By Paul Sandle
LONDON (Reuters) – Daily Mail-owner DMGT <DMGOa.L> said it could invest more in content-led businesses after buying the “i” newspaper as a robust performance from its MailOnline website, Metro freesheet and Mail titles helped underlying pretax profit rise 19%.
DMGT has invested in the editorial content of its newspapers to maximise its share of a paid-for print market which is in gradual decline. The Saturday edition of the Daily Mail now out sells Rupert Murdoch’s Sun.
Growth at MailOnline, one of the world’s most popular newspaper websites, and video platform DailyMailTV more than offset a 3% decline in circulation revenue and 1% decline in print advertising revenue, resulting in 2% growth in consumer media revenue, the company said on Thursday.
Chief Executive Paul Zwillenberg, who has consolidated DMGT’s portfolio of businesses and repaired its balance sheet, said the next phase of his strategy would target investment as well as shareholder value.
It agreed to buy the “i” newspaper and website from JPI Media for 50 million pounds last Friday, representing around 0.7 times sales and 4.5 times 2018 core earnings.
“The recent acquisition of the ‘i’ demonstrates the opportunities we have to invest in high quality, content-led businesses with a compelling strategic and financial rationale,” Zwillenberg said.
Morgan Stanley analysts said DMGT would be able to hold earnings from “i” at 10-11 million pounds a year within the DMGT stable despite sales forecast to decline by about 4% a year.
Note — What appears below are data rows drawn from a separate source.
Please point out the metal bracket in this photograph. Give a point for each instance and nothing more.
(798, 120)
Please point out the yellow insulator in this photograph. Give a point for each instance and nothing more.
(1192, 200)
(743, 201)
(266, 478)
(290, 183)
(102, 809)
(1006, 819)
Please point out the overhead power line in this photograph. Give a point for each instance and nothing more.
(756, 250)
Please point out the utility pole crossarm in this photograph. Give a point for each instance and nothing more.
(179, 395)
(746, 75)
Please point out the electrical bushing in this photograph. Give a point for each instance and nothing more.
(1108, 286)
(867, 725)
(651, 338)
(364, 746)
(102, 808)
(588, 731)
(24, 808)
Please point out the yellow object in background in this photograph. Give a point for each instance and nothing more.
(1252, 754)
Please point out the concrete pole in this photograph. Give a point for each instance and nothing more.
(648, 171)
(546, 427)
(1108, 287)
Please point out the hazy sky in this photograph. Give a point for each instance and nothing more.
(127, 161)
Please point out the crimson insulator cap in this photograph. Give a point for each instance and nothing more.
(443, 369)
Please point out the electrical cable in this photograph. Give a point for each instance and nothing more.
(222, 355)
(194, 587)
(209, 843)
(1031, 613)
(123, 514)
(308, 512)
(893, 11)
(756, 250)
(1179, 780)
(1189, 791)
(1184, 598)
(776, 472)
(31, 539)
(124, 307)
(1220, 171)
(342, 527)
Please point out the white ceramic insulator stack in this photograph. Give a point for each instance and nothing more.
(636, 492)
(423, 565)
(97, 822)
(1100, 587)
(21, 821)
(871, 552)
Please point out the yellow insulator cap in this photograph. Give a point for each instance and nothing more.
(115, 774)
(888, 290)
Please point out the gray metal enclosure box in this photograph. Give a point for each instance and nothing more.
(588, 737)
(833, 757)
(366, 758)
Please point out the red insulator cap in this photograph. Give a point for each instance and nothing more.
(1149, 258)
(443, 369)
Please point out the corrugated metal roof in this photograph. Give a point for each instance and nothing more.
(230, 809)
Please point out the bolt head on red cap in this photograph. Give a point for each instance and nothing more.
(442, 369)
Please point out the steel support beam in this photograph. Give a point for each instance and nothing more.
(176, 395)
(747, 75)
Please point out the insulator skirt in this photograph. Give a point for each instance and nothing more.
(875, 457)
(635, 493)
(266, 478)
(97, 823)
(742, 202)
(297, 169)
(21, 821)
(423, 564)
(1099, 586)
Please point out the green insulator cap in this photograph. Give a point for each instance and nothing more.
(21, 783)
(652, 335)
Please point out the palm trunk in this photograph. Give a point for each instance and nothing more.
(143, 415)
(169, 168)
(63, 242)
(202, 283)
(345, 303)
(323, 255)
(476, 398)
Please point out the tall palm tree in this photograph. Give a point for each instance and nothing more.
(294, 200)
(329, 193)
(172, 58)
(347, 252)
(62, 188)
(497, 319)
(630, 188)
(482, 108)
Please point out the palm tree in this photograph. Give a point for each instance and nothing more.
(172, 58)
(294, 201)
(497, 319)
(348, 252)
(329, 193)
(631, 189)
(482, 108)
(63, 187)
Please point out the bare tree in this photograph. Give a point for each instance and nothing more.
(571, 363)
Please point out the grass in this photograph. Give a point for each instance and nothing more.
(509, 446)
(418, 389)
A bigger prize in the British newspaper market is the Daily Telegraph and Sunday Telegraph, broadsheet rivals to the Mail titles, which reports say have been put up for sale by the billionaire Barclay brothers.
The Barclays paid 665 million pounds in 2004 for the titles and reports say they now want around 200 million pounds for the group, which reported pretax profit of 0.9 million pounds on revenue of 271 million pounds in 2018.
Asked if DMGT was interested in the titles, Zwillenberg did not rule it out, but said he was “pleased” with its existing brands – Metro, MailOnline, and the Daily Mail and Mail on Sunday – and was “completely focused” on investing in those as well as the “i”.
The “i” deal is expected to be scrutinised by competition regulators, although DMGT has pledged to retain its editorial independence.
An acquisition of the Telegraph titles would face a far higher competition hurdle, industry analysts have said.
DMGT reported profit before tax of 145 million pounds for the year to end-September, in line with market expectations, on revenue up 2% to 1.41 billion pounds. It increased its full-year dividend by 3% to 23.9 pence.
Its shares were trading up 4% at 828 pence in early morning deals.